Marpa::XS::Rewrite - How Marpa rewrites grammars
Marpa rewrites grammars, adding internal symbols and rules in the process. These
rewritings do not affect the semantics, but they do show up when you look at
Marpa's grammars.
Marpa's internal symbols have
tags at the end, enclosed in square
brackets. This means that all Marpa internal symbols end in a right square
bracket.
Many parsers add their own start rule and their own start symbol to grammars.
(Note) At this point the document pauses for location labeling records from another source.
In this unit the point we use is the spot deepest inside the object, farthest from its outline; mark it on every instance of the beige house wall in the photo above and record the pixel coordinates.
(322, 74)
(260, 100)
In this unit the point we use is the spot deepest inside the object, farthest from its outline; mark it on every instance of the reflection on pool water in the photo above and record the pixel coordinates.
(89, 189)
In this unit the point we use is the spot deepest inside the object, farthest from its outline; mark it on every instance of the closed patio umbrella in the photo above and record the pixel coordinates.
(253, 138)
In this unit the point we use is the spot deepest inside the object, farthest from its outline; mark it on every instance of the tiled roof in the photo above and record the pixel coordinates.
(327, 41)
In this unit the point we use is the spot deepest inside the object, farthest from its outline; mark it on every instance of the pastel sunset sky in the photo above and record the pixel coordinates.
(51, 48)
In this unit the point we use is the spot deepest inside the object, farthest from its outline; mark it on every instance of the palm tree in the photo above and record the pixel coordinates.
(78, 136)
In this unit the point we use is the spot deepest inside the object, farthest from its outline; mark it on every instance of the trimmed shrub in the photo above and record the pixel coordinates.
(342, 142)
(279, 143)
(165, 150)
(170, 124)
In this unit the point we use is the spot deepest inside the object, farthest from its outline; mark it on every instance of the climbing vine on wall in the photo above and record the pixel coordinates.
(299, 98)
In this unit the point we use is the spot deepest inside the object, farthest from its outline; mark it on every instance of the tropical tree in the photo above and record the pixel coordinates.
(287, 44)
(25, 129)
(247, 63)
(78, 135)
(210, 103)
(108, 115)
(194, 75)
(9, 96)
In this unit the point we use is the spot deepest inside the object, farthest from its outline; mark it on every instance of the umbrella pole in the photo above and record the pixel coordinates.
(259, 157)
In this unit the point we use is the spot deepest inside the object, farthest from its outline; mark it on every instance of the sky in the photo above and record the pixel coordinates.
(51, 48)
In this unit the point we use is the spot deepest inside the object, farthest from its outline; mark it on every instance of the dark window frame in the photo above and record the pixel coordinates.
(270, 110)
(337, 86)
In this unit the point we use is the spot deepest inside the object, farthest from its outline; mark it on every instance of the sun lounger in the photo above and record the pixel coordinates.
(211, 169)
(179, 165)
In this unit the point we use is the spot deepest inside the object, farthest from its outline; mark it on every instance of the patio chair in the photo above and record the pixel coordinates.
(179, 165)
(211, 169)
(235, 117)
Marpa is no exception. The new internal start symbol is the original start
symbol with ""[']"" suffixed. An example of a Marpa
internal start symbol is ""Expression[']"". If the grammar
allows a null parse, there will also be a Marpa internal nulling start symbol,
with ""['][]"" suffixed. An example of a Marpa internal
nulling start symbol would be ""Script['][]"".
A symbol is
nulled if it produces the empty sentence.
Nulling
symbols are those which are
always nulled.
Nullable symbols
are those which are
sometimes nulled.
Non-nullable symbols are
those which are
never nulled.
All nulling symbols are also nullable symbols. A
proper nullable is any
nullable symbol which is not a nulling symbol. In other words, a proper
nullable is a symbol that might or might not be nulled.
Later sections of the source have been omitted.